19 Décembre 2010, 20:53pm

Publié par zazy

cafe-copie-1.jpg

Philippe CLAUDE – le Café de l’Excelsior

Collection Livre de poche 84 pages

 

 

4ème de couverture

 

Viens donc Jules, disait au bout d’un moment un buveur raisonnable, ne réveille pas les morts, ils ont bien trop de choses à faire, sers-nous donc une tournée…Et Grand-père quittait son piédestal, un peu tremblant, emporté sans doute par le souvenir de cette femme qu’il avait si peu connue, si peu étreinte, et dont la photographie jaunissait au-dessus d’un globe de verre enfermant une natte de cheveux tressés qui avaient été les siens, et quelques pétales de roses à demi tombés en poussière. Il saisissait une bouteille, prenait son vieux torchon à carreaux écossais et, lent comme une peine jamais surmontée, allait remplir les verres des clients.

 

Mon avis

 

Suite à la mort de ses parents, le narrateur vit avec son grand-père Jules, tenancier d’un troquet , d’un vieux bistrot fréquenté par des oubliés aussi âgés que le grand-père et aussi imbibé que lui.

 

Le café de l’Excelsior est un vieux café, « un bistro étriqué dont les mauvaises chaises et les quatre tables de pin rongées par les coups d’éponge composaient un décor en demi-teintes violines ». Il était le phare de ces vieux venant là  chaque matin pour rompre leur solitude en buvant des blancs gommés et des rosés picons.

 

Pourtant, ce livre dégage des tonnes d’amour.
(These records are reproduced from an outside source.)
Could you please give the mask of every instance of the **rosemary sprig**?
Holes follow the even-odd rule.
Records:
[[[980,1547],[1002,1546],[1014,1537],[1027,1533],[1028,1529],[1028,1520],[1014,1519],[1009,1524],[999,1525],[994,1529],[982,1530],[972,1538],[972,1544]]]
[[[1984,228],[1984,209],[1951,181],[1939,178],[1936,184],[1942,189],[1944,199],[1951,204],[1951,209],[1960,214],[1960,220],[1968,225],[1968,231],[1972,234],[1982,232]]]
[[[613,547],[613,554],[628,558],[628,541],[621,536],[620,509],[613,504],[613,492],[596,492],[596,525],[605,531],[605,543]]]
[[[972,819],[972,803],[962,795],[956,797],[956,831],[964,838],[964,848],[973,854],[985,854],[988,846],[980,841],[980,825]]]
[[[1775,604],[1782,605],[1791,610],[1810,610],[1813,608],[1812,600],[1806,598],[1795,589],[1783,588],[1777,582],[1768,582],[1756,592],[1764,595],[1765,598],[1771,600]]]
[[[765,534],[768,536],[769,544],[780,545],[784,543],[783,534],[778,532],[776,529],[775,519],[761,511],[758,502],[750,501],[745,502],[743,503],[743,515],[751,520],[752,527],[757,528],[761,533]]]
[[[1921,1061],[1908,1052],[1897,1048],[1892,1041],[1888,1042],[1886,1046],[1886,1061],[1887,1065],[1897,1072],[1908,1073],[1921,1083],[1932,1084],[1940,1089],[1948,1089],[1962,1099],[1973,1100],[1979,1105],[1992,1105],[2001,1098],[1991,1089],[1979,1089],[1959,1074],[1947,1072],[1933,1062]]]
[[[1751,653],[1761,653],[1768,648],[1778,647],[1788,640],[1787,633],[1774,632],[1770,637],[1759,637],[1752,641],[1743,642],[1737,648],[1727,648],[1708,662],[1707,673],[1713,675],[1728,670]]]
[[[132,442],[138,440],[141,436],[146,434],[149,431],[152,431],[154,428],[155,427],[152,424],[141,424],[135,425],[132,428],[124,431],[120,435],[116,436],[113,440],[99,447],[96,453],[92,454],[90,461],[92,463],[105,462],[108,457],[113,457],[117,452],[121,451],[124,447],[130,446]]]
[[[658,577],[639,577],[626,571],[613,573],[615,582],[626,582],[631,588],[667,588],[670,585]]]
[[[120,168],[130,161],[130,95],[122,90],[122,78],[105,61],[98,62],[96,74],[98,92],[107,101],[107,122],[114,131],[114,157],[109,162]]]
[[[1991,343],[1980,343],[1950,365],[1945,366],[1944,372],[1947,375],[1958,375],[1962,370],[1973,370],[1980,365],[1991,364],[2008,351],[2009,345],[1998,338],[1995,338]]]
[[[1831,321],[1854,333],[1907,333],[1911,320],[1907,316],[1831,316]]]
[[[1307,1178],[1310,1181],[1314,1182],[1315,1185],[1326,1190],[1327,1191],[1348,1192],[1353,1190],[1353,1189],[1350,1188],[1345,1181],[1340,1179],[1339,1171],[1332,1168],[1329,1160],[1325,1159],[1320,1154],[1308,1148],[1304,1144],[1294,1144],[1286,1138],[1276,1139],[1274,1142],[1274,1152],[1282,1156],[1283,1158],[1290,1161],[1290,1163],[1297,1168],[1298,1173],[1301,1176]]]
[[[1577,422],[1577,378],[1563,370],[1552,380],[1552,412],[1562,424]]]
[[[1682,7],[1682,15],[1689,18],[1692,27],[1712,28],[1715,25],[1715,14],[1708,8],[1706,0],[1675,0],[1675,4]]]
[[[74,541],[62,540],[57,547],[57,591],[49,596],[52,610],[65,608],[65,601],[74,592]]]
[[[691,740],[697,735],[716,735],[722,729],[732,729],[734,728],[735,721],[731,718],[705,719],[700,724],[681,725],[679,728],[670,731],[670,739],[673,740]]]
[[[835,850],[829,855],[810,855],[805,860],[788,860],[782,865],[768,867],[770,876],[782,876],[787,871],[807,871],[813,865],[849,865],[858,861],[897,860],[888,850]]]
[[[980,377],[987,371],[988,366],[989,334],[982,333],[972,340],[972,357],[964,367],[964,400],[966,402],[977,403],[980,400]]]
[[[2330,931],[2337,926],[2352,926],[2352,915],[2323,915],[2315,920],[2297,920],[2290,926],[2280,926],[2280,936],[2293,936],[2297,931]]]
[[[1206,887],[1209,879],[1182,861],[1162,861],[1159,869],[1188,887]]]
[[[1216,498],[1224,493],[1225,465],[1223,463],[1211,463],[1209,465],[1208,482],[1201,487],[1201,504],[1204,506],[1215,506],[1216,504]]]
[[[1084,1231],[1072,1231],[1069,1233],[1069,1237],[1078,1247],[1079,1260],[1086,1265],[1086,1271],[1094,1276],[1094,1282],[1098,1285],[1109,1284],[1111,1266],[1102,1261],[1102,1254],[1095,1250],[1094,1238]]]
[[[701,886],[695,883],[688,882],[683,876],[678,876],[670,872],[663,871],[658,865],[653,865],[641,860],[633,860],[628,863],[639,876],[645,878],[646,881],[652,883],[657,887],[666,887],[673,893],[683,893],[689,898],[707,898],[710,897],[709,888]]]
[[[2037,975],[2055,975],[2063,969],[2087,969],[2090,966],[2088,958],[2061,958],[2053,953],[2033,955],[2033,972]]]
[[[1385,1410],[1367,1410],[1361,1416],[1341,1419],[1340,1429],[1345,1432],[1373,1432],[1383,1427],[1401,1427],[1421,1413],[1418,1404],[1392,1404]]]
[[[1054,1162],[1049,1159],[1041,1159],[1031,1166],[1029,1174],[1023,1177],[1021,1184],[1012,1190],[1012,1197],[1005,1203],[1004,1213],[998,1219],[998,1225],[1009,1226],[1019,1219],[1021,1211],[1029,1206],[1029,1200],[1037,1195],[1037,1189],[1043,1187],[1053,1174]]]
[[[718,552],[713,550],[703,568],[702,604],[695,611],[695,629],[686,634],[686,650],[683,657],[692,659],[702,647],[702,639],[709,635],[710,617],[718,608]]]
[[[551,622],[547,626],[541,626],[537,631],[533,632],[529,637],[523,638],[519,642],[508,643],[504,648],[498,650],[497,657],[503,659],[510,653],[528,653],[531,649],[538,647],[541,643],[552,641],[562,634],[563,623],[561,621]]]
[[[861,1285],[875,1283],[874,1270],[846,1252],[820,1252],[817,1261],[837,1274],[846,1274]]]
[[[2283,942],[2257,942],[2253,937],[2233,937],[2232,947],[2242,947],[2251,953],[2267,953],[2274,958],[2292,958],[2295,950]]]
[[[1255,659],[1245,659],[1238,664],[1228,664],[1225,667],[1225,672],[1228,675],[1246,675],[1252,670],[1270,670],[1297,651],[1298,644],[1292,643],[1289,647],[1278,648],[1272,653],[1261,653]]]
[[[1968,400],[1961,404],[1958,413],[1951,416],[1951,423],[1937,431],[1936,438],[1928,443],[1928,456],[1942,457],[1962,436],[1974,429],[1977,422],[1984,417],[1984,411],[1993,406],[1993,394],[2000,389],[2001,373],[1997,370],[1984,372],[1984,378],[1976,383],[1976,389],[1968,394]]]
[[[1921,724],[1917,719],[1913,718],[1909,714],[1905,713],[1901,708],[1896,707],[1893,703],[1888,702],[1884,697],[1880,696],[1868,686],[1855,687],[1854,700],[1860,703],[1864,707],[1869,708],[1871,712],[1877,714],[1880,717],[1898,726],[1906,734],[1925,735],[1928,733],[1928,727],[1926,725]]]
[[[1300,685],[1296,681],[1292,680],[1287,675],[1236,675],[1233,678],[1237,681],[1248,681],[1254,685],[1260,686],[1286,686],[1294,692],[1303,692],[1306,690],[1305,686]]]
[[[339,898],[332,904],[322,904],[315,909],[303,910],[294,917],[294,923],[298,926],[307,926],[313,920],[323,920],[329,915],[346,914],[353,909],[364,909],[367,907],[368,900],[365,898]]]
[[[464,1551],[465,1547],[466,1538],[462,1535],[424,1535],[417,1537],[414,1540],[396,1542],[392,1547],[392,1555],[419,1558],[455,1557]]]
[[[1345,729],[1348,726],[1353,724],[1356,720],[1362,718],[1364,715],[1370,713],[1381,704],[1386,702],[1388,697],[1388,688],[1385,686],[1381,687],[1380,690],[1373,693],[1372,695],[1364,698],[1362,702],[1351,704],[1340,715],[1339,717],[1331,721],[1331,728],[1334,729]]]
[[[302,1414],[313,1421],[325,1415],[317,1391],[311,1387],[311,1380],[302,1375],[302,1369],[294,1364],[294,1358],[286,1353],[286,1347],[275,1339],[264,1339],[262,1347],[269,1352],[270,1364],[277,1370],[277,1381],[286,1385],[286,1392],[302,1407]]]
Il nous raconte comment, lors des siestes de Jules dans l’arrière-boutique, il aimait regarder son grand-père puis se lover contre lui. Là il se sentait en sécurité et rempli d’amour. Rôde auteur d’eux, une fois par mois, le spectre de la séparation sous les traits d’un bureaucrate « l’homme de la grande ville » qui, un jour, viendra le chercher pour l’emmener dans des maisons d’accueil.

C’est le souvenir de 3 ans de bonheur pour ce petit garçon qui sera séparé à jamais de son ancre.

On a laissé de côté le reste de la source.